When Indexes Are Only Partially Effective

Posted By: David Simpson Technical Content,

Case Study #1

THE QUERY:

SELECT  ...
FROM T1 JOIN T2
  ON T1.C1 = T2.C1
 AND T1.C2 = T2.C2
WHERE T1.C4 = ‘Something’
 AND T1.C6 > 27

THE ENVIRONMENT:
  • The only available interesting index on T2 is a single column index on C1.
  • Table T2 has 2.4 Billion Rows
  • Column Cardinality (COLCARDF) statistics on T2:
    • C1 = 250
    • C2 = 10,000,000

It is likely that T1 will be the first table accessed for the join since both of the local predicates in the WHERE clause filter that table. The only helpful index on T2 is on C1 only AND C1 only has 250 unique values out of 2.4 billion rows. This likely means that millions of hits on the actual table for T2 will be needed to match or eliminate rows for the join.

LESSON LEARNED:

Even though an index is being used to support the join it could still be a significant performance issue since the entire join key is not being processed through the index. A composite index containing both C1 and C2 would significantly improve the performance of this query.
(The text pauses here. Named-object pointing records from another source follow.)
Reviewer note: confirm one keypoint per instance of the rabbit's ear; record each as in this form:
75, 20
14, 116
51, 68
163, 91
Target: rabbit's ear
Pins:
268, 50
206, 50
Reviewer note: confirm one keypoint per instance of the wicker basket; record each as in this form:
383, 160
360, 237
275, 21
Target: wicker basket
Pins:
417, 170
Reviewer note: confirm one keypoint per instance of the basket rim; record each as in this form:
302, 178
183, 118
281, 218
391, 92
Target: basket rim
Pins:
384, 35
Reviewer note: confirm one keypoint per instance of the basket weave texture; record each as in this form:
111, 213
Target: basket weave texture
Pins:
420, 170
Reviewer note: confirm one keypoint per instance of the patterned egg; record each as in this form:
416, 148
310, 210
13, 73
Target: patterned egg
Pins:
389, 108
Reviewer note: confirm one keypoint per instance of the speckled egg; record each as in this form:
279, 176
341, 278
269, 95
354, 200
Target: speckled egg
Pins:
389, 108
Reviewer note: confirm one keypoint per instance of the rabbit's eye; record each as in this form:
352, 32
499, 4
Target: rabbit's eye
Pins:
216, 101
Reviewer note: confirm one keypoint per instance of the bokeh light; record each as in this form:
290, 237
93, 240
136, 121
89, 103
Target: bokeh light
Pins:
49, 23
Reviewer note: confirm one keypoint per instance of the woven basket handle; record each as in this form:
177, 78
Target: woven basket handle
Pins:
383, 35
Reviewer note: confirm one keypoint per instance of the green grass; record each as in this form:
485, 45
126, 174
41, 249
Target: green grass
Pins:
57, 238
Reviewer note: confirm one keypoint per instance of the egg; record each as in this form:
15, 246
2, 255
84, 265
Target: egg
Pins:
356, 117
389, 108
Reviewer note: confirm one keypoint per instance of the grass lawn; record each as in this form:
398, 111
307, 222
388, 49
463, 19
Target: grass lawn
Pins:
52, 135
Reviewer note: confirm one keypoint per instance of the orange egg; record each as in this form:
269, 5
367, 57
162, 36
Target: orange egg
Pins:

DON’T STOP LOOKING JUST BECAUSE AN INDEX IS BEING USED.


Case Study #2

THE QUERY:

SELECT ...
   FROM T1
  WHERE T1.C4 = ‘Something’
    AND T1.C6 > 27

THE ENVIRONMENT:
  • The only available interesting index on T1 is a composite index on (C6, C4)
  • T1 has 1 Billion Rows

This query has one equal predicate and one range predicate. A range predicate uses comparison operators such as <, >, BETWEEN or LIKE to qualify a range of values. Range predicates can use an index to match the relevant column, however, further matching will not be possible. In this case since the leading column of the index is paired with a range predicate on the query only one column (C6) can be matched and the other column (C1) will be screened (meaning all values for the match will need to be processed).

LESSON LEARNED:

A better index to support this query would lead with the equal predicate (C4) and then include the range predicate (C6).


Conclusion

Both of these queries would benefit from a new index or alteration of an existing index. Be careful when deciding what to do. New indexes will create overhead for inserts and altering existing indexes could affect other workloads that depend on them. Analysis should be done before making these changes.